Um Stunden verspätet aber doch, kommen wir schließlich gegen Abend am Parkplatz des
Wanderpfades zu den bunten Bergen an. Hier gibt es nicht viel – eine kleine Mini-Mercado-Hütte,
ein WC und zur Saison kann man sich einen Unterstand zum Schlafen mieten. Heute regnet es und
niemand ist da – außer uns. Wir igeln uns im Zebra ein, da es schon empfindlich kalt wird. Aktuell
befinden wir uns auf ca. 4.500 Höhenmetern – unsere Diesel-Heizung und unser Diesel-Kocher
funktionieren zu unserer Freude immer noch in diesen Höhen, obwohl die Hersteller selbst
gegenteilige Aussagen treffen. Unser Back-up – die Gasheizung – hat bis jetzt nichts zu arbeiten
gehabt.


Der nächste Morgen beginnt mal trüb und wir machen uns keinen Stress. So oder so – für die
bunten Berge brauchen wir eine halbwegs klare Sicht.
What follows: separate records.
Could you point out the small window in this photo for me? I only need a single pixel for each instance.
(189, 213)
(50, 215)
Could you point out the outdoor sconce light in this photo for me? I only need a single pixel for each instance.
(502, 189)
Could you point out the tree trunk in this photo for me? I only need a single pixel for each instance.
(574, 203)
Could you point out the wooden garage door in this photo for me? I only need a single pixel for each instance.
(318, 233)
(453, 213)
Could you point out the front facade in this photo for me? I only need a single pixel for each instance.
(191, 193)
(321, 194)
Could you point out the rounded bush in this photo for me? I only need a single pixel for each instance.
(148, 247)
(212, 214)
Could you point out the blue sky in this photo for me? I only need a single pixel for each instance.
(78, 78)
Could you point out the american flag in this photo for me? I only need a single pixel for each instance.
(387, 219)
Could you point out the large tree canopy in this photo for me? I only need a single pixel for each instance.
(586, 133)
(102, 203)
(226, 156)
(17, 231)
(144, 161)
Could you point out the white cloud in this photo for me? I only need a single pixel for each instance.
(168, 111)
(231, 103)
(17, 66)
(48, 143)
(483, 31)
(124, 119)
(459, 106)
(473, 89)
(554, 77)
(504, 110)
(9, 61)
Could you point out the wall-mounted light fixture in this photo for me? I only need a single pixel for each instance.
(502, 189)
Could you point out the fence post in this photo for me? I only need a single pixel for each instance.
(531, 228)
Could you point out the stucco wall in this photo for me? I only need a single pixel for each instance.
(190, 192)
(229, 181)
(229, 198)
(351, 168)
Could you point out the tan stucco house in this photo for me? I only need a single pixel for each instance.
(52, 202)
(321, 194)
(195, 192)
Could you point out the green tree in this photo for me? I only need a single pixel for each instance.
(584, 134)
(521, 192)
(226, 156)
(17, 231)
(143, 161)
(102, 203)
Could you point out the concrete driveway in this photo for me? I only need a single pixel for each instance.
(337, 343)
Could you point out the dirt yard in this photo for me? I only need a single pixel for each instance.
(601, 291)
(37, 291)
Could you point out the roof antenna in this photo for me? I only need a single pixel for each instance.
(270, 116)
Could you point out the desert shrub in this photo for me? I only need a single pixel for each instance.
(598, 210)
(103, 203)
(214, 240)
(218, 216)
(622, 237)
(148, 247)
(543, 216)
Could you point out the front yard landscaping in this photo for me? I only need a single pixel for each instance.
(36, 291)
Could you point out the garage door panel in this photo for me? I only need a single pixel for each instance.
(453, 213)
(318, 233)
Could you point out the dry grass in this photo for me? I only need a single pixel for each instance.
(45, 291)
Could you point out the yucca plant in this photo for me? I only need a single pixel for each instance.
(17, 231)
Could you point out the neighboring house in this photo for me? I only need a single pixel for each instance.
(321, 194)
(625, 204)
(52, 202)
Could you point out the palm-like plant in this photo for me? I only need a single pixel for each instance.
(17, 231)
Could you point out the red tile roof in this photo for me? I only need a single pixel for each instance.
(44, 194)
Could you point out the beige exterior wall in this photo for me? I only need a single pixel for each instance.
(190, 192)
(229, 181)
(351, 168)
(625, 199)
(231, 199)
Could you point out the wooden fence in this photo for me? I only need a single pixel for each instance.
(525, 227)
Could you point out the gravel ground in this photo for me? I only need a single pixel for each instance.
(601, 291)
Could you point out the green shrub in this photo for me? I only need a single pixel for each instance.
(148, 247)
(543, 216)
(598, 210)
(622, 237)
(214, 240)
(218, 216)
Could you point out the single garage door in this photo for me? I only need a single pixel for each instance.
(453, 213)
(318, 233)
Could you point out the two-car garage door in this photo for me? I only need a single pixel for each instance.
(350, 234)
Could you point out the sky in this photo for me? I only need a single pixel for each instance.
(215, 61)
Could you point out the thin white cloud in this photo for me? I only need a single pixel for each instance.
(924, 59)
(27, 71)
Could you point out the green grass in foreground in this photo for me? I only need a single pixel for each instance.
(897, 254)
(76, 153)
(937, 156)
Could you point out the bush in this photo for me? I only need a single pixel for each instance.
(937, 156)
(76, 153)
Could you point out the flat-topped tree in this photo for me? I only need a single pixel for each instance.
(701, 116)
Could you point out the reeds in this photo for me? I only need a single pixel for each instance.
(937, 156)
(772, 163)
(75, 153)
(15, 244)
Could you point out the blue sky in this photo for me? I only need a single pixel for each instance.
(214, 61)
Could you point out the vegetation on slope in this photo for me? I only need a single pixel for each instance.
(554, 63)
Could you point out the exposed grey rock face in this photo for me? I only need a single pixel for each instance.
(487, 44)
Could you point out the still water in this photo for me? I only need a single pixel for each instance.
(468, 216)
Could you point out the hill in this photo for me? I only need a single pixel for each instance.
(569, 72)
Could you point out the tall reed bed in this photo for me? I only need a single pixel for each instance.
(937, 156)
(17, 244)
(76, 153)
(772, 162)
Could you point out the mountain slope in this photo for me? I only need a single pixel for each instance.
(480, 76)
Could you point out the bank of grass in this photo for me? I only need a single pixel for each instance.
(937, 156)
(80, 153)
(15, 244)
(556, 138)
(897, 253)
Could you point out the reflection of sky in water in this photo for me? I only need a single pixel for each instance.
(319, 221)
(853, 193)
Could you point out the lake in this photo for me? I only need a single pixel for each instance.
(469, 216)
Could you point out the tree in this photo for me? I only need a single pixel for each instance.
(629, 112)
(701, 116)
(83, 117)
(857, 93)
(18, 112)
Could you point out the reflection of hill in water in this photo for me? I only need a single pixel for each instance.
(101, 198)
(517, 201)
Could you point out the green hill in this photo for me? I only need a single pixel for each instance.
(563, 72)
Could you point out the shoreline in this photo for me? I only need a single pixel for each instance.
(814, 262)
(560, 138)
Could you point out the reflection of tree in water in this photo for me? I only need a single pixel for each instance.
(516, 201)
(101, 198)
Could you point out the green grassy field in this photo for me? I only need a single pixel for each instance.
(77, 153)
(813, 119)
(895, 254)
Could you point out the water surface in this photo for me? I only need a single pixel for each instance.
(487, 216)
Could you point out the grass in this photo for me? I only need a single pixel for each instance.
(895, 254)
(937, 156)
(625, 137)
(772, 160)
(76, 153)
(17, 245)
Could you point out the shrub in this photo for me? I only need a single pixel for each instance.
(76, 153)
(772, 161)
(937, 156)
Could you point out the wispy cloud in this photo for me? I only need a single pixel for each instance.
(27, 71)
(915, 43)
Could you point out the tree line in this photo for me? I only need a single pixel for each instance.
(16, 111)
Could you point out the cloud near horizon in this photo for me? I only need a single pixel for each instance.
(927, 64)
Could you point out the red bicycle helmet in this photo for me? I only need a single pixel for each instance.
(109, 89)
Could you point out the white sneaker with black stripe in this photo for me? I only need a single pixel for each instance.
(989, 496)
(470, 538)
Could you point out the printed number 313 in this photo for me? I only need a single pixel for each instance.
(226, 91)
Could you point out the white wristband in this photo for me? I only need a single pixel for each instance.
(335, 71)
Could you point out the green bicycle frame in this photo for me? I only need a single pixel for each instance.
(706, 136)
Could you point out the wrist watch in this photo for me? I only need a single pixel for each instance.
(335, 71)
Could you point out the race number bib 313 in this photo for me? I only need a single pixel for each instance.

Um 9.30, als wir gerade los wollen, bleiben
Ilka und Holger aus Deutschland nochmal stehen, die gestern auch spät hier angekommen waren.
Die beiden sind schon sehr früh Richtung bunte Berge am Weg gewesen und wollen jetzt weiter.
Wir tauschen noch Kontakte, denn die beiden sind Berchtesgaden- und Salzburgfans und halten sich im Sommer daher ohnehin in der Nähe auf. Als wir uns verabschieden voneinander ist es bereits 11.00 Uhr.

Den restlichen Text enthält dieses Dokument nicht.